Los inké habían desarrollado teorías metafísicas y teológicas de la realidad, cuya única explicación es el desarrollo de nuevas áreas cerebrales. Piensen, damas y caballeros, ¿cómo es posible que una minúscula tribu perdida en el Amazonas pueda desarrollar esas teorías en la soledad de la selva, sin influencias culturales del exterior? ¿Cómo es posible que hayan desarrollado ideas que, en Occidente, costaron milenios de progreso cultural? Los inké debatían sobre la posibilidad del libre albedrío en un universo determinista, sobre si era lógicamente posible la omnipotencia divina, o sobre la anterioridad o posterioridad de la causa sobre el efecto. Una noche, un anciano levantó una piedra y nos dijo que la observáramos. Después dijo solemnemente que esa roca era el centro exacto del universo, y nos invitó a que le diéramos todas las razones que se nos ocurrieran en contra de esa idea ¿Cómo es posible si quiera que un indígena amazónico pudiera ubicar la totalidad del universo en un espacio? ¿Cómo es posible que luego pensara en que ese espacio debería tener un centro y se preguntara sobre él? ¿De dónde sacó las herramientas cognitivas para hacerlo?

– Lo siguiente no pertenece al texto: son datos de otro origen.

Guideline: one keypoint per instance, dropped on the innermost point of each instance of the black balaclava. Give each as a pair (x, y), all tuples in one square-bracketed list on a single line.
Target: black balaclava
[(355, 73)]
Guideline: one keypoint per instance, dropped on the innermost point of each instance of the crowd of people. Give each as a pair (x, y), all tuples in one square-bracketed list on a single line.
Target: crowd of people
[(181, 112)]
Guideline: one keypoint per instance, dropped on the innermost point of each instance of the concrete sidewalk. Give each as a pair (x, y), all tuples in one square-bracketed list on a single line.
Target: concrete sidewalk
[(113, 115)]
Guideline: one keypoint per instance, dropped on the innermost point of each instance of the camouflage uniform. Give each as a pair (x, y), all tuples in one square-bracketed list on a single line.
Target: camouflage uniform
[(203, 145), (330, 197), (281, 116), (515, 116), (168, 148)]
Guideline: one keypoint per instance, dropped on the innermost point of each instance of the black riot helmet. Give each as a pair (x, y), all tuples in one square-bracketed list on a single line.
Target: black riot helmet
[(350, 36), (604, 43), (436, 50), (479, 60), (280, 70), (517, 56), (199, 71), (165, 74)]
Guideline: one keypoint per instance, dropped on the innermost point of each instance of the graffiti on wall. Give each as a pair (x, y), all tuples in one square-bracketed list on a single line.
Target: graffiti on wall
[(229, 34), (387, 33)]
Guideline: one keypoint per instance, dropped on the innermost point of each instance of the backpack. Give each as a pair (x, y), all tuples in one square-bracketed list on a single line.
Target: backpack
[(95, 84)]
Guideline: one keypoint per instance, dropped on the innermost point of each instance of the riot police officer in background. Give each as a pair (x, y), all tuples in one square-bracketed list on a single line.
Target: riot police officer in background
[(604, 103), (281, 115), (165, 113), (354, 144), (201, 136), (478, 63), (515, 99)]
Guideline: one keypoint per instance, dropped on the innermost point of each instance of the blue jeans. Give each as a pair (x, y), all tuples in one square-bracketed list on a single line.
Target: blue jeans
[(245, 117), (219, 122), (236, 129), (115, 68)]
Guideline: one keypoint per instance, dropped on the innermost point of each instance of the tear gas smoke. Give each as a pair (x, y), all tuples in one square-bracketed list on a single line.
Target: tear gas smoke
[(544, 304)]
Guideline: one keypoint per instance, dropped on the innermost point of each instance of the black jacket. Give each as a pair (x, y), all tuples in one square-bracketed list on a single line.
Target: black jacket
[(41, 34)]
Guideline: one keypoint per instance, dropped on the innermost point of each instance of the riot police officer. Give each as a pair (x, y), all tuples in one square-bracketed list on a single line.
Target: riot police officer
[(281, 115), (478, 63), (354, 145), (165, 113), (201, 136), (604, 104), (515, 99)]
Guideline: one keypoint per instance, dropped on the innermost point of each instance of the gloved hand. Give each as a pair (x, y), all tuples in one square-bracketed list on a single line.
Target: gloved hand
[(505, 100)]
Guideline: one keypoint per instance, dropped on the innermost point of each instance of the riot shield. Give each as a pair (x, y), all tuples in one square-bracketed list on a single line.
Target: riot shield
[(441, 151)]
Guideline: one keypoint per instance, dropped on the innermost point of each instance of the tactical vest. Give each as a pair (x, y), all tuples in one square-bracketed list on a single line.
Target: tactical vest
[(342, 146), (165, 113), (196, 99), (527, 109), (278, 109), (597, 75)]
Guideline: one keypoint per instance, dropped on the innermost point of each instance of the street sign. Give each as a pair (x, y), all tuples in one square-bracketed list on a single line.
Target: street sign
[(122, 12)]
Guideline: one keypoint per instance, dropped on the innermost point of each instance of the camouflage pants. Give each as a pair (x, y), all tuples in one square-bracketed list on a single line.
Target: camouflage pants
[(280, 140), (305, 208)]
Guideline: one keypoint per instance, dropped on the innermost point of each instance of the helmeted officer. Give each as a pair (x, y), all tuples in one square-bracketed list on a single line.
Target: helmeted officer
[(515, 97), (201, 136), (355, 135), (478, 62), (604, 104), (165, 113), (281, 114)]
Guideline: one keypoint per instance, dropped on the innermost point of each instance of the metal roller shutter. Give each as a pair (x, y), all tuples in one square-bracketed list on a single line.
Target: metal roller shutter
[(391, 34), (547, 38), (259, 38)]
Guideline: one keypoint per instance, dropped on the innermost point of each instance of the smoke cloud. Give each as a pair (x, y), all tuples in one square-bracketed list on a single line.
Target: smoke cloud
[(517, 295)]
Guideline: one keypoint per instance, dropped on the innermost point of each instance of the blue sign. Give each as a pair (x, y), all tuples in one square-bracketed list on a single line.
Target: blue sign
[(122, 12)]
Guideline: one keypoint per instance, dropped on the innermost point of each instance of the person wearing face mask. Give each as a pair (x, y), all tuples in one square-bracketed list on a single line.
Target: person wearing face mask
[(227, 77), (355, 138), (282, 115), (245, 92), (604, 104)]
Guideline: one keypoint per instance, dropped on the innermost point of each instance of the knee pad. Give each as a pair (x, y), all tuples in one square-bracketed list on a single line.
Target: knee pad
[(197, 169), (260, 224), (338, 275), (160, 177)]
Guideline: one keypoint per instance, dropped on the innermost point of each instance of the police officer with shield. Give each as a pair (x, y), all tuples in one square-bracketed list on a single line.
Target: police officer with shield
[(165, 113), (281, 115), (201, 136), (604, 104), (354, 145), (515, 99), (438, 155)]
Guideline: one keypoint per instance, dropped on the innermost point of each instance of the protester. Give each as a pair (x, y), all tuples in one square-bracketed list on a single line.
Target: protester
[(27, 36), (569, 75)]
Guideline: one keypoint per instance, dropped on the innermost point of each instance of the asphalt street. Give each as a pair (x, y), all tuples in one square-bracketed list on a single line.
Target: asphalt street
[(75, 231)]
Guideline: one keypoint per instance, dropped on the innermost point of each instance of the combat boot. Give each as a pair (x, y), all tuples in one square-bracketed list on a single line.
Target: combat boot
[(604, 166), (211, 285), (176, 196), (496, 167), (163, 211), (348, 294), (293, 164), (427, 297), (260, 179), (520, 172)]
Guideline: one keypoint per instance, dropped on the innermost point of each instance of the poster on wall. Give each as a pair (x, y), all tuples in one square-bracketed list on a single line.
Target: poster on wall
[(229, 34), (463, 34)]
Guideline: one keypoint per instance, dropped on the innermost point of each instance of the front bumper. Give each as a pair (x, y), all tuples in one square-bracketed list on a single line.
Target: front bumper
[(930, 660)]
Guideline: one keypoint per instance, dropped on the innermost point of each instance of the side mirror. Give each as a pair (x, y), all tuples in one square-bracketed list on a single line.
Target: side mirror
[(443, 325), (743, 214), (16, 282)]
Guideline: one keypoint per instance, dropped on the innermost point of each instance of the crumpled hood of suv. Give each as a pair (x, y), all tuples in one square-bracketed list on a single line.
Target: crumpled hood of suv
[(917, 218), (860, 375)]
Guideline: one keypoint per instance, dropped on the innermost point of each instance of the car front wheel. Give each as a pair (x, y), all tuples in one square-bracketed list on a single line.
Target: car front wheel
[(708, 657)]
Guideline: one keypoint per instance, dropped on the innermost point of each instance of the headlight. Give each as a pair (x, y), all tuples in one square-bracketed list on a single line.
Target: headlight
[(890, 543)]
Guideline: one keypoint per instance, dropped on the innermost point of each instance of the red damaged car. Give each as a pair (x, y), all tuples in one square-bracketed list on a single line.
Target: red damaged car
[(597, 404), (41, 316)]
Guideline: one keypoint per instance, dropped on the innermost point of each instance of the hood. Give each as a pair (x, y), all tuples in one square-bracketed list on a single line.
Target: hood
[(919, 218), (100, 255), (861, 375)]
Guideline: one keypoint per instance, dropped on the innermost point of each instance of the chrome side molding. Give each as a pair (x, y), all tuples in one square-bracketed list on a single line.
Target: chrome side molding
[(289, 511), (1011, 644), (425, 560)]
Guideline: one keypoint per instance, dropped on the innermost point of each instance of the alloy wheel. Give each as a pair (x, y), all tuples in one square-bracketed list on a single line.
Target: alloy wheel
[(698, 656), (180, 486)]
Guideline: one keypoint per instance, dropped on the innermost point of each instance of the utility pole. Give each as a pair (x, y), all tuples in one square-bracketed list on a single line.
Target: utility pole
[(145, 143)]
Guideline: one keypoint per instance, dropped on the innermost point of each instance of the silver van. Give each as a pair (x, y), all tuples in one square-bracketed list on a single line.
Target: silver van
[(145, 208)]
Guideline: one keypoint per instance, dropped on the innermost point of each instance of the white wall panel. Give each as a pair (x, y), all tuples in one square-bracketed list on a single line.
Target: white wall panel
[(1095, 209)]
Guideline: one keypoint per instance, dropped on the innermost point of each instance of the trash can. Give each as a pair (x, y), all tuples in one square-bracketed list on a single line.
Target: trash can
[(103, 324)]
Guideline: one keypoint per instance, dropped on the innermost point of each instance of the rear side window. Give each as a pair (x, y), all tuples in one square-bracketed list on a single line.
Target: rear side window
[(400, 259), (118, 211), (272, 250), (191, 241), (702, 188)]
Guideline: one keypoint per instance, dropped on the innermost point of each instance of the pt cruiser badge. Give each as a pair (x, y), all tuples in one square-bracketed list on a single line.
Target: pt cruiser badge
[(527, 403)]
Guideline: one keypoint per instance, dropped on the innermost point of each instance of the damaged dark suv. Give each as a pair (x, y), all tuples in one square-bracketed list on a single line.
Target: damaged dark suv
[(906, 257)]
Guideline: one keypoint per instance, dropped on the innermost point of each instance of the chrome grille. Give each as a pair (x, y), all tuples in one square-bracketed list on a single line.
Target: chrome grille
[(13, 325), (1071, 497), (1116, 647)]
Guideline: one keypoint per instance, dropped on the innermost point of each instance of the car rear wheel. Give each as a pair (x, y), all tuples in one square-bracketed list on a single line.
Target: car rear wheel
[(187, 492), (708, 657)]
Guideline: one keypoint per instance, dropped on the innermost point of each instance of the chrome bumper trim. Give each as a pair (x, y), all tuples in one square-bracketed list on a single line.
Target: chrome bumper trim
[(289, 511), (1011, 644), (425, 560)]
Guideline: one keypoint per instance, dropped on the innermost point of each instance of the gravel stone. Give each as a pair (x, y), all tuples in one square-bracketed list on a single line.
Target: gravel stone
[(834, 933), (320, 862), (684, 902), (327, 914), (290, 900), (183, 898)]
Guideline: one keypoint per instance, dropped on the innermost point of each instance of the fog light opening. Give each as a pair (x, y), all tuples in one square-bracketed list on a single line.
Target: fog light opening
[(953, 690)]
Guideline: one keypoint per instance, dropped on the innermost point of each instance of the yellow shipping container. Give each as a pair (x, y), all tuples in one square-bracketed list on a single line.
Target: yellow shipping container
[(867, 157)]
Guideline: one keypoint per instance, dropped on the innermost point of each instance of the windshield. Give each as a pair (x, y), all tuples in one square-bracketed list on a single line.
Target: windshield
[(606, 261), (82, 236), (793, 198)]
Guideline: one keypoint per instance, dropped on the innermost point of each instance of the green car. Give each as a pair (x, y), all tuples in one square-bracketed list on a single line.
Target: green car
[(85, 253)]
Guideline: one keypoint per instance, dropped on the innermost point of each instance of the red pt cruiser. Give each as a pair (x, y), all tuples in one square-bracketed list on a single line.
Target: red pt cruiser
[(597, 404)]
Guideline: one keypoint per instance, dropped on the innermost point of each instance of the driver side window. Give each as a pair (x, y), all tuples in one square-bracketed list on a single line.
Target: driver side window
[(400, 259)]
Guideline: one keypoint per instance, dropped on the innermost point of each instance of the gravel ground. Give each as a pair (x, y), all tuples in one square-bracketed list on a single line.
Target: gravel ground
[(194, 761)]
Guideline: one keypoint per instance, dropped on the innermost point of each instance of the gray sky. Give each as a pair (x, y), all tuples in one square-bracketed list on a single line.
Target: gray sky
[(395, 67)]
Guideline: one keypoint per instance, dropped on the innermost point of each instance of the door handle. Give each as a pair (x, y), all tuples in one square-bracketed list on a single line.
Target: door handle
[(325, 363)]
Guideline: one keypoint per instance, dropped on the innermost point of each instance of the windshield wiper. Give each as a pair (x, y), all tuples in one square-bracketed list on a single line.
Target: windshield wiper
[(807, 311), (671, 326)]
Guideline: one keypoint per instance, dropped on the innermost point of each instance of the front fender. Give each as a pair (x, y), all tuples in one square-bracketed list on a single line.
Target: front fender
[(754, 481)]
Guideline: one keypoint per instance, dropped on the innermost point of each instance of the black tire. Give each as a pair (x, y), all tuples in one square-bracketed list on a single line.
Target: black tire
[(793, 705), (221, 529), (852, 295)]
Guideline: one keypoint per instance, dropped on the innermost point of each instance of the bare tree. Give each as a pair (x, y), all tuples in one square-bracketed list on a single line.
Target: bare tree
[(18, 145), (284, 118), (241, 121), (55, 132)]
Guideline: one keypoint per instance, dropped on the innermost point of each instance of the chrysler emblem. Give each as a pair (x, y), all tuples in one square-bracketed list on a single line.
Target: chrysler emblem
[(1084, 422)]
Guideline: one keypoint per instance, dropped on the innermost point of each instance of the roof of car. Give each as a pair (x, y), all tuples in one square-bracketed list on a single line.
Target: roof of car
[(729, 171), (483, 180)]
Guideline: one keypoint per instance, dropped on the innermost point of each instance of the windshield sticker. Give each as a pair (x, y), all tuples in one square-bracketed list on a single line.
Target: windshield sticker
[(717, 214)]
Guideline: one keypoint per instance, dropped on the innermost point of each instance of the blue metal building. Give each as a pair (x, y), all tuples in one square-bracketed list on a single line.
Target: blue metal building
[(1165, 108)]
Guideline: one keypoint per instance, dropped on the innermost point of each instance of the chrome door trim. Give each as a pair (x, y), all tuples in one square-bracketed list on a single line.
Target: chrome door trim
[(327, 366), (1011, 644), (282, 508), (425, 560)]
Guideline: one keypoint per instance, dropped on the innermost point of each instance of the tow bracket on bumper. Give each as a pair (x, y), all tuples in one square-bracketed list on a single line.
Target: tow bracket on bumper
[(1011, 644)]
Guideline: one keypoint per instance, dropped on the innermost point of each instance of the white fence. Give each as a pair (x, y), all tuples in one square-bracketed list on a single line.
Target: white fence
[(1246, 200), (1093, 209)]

Y, permítanme unas reflexiones a este respecto porque quizá de tanto tiempo con ellos se me pegó cierta querencia filosófica. Los inké han desarrollado su cerebro y han podido hacerse preguntas que nosotros no podemos imaginar. La cuestión que surge naturalmente después es: ¿Cuántas regiones del cerebro nos quedarían más para comprender la auténtica realidad? ¿Nuestro cerebro está ya cerca de ser lo suficientemente evolucionado para conseguirlo? ¿O estamos tan lejos como podría estar una hormiga de comprender la teoría de supercuerdas? O, ¿sencillamente, la realidad es inagotable y, por mucho que se modificara nuestro cerebro jamás llegaríamos a entenderla? O, y esta es mi reflexión más inquietante: ¿y si tanto las preguntas como las respuestas son solo productos de mi cerebro que, realmente, no tienen ningún sentido? Piensen, por ejemplo, en una cultura completamente opuesta a los inké que, en vez de desarrollar su mente metafísica hubiesen desarrollado su mente práctica pero, a su vez, hubiesen perdido las partes del cerebro propias del pensamiento especulativo. Serían unan cultura de grandísimos ingenieros que habrían construido máquinas de todo tipo, pero serían completamente incapaces de entender la pregunta por el sentido de la existencia. Para ellos no tendría sentido preguntarse por si la vida de cada uno es absurda o no. Pero, profundicemos: ¿Y si tuviesen razón? ¿y si, realmente, es absurdo preguntárselo porque esa pregunta solo viene dada por el capricho evolutivo de un área de nuestro cerebro?

Desgraciadamente, cuatro años después de las conferencias de Brown en Londrés, los inké desaparecieron de una forma, como no podía ser de otra manera, sorprendente. En el verano de 2025 estallaron una serie de guerras tribales en el Mato Grosso. Los inké no tenían demasiados aliados por su habitual conducta solitaria y hostil, además de que su pericia guerrera iba a la par de su escasa habilidad cazadora. Así, sus posibilidades eran a priori pocas, pero es que ni siquiera lo intentaron. Cuando un grupo armado de awás entró en la aldea se produjo la masacre. Los inké ni huyeron ni, prácticamente, ofrecieron resistencia. Se dejaron matar, seguramente, como ofrenda a sus dioses en alguna incomprensible especie de suicidio ritual.

El profesor Brown, ya octogenario, murió siete meses después de la desaparición de los inké. Sin sujetos experimentales, sus valientes hipótesis no pudieron reproducirse, y en unos años, el supuesto descubrimiento de una nueva especie humana quedó olvidado. A día de hoy todo ha quedado como una anécdota, meras fantasías de un excéntrico antropólogo, cuando no mera charlatanería.